A new build is hardly sellable at the full cost price after 1-2 years, especially when there are still free plots next door. The additional costs (especially the real estate transfer tax of 6.5%) are simply too high. On top of that, there would be the prepayment penalties. Since even the simplest houses without much fuss cannot be built for less than €320,000, they would have to get at least €350,000 with prepayment penalties and co. You can easily build new here in the area for that. So selling is not a real solution.
You can calculate/argue like that, but that was their risk when signing the contract. If I read between the lines correctly, they would break even +/- zero, only the previously invested equity would be lost. But that's always the case when you finance maximally and have to sell again after a short time. The risk only becomes visibly real in these cases.
The installment is not particularly high, according to statements under €1000. At this price, the property can also be rented out, but to what end? Hardly anyone rents a property long-term at a price where they could also pay off their own house. So there are frequent moves, which a house often cannot withstand.
Depends. Here in LP, there is always demand for rental houses due to some large employers and the university because people come here for 2-5 years and more or less know that afterwards they will work somewhere else again. There are also landlords who specifically buy such properties multiple times, renovate them, and operate them purely as rental units. So it also depends on whether there is a market for it...

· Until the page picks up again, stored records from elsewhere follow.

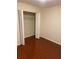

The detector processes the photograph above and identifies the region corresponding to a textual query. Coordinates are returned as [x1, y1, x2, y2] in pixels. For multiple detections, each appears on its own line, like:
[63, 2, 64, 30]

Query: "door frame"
[17, 10, 40, 45]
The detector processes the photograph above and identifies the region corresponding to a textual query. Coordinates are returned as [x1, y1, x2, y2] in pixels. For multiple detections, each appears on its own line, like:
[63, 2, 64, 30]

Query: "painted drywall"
[17, 2, 40, 44]
[17, 2, 40, 13]
[24, 14, 35, 38]
[17, 15, 20, 45]
[40, 6, 61, 44]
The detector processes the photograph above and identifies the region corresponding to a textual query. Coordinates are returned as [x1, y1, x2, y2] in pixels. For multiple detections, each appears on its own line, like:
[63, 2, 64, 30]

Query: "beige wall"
[24, 14, 35, 38]
[17, 2, 61, 44]
[40, 6, 61, 44]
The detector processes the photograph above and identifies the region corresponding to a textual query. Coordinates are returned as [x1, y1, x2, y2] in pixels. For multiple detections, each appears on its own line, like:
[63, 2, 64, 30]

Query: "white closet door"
[18, 10, 25, 45]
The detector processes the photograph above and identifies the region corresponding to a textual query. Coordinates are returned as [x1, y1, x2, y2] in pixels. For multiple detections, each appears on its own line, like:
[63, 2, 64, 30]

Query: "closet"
[17, 10, 40, 45]
[23, 11, 35, 38]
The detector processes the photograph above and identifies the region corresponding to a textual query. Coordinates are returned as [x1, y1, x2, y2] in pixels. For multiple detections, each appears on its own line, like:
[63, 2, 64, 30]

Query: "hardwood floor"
[17, 36, 61, 59]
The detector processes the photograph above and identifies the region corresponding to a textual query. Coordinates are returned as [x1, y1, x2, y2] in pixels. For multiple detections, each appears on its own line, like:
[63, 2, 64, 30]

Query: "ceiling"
[18, 0, 61, 7]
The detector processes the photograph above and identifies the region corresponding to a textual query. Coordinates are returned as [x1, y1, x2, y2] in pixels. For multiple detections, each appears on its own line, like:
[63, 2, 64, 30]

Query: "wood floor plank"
[17, 36, 61, 59]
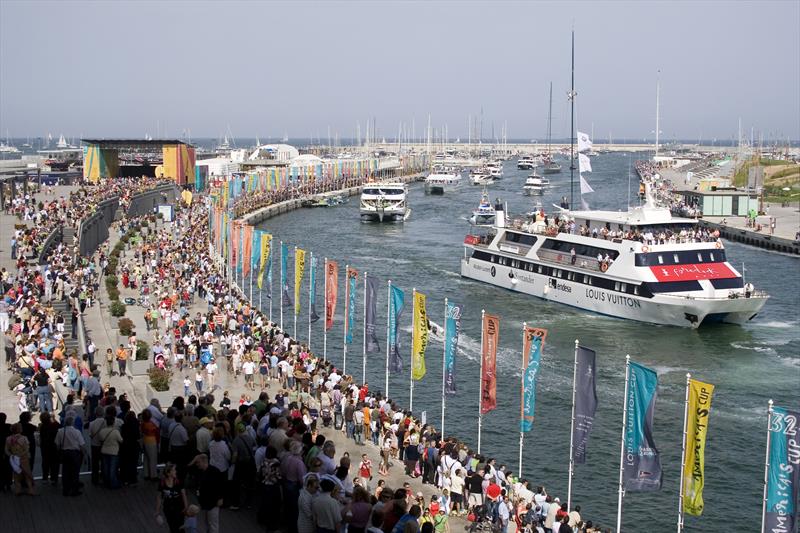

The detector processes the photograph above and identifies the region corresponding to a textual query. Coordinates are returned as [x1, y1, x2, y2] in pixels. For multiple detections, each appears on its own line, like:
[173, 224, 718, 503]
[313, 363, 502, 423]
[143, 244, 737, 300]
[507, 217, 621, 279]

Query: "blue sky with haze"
[0, 0, 800, 140]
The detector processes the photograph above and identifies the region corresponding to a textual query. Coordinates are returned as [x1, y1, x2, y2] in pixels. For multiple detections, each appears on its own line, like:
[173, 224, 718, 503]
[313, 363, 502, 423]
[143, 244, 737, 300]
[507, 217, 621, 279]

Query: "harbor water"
[253, 154, 800, 531]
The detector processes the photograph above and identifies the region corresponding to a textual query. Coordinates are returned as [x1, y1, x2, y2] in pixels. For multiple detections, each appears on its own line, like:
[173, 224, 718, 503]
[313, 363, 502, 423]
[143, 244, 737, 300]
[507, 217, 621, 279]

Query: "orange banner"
[325, 261, 339, 331]
[481, 314, 500, 414]
[242, 224, 253, 276]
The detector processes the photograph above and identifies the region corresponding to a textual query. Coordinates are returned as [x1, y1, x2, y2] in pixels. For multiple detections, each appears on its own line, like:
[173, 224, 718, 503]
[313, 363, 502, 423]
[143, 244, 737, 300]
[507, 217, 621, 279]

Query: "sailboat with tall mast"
[461, 32, 769, 328]
[542, 81, 561, 174]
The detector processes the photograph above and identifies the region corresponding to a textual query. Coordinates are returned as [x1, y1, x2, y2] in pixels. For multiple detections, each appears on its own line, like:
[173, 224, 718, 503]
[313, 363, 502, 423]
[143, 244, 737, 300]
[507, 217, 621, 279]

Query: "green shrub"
[117, 317, 133, 335]
[136, 341, 150, 361]
[147, 367, 172, 392]
[111, 296, 126, 317]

He can easily pay for the house on his own; he earns enough. However, the banker simply rejected it without checking.
If I had the capital to easily pay for it and someone at the bank rejected that without checking, I would be back at the bank's secretary in 5 minutes requesting an appointment with his superior.
The current situation is that they are now trying an official examination at the bank with paperwork and so on, to get her released from the contract and for him to take over her half of the house. The €10,000 for property tax and notary are not the problem.
The €10,000 sounded to me so far as if that would indeed still be a problem, at least for one of them. What also doesn’t sound entirely plausible to me is the statement "he can easily pay" and the bank’s attitude. If you can easily pay, it would be settled within 5 minutes. The fact that the bank advisor sees it differently and paperwork is only just starting sounds to me as if it isn’t quite so easy to manage after all. The question is also … if it really is that easy to handle, why doesn’t he simply pay the full installment and buy her half?
Your argument that he would need €150,000 for that is actually not correct. The woman’s half is worth €150,000 minus (!!) the proportional loan amount, so more or less zero; otherwise, she would hardly agree to a purchase price of €1. In plain language, he effectively needs no equity to buy her share, except for notary and land register fees. The bank can hardly do anything against this except disallow the sale, which it would have to justify and would again only be able to do on account of his lack of creditworthiness.
This leads in circles; I believe if he really had the money, this would not be a problem at all.
It would be easier if one bites the bullet and sells at market price. After all, it is ready to move in immediately and practically new.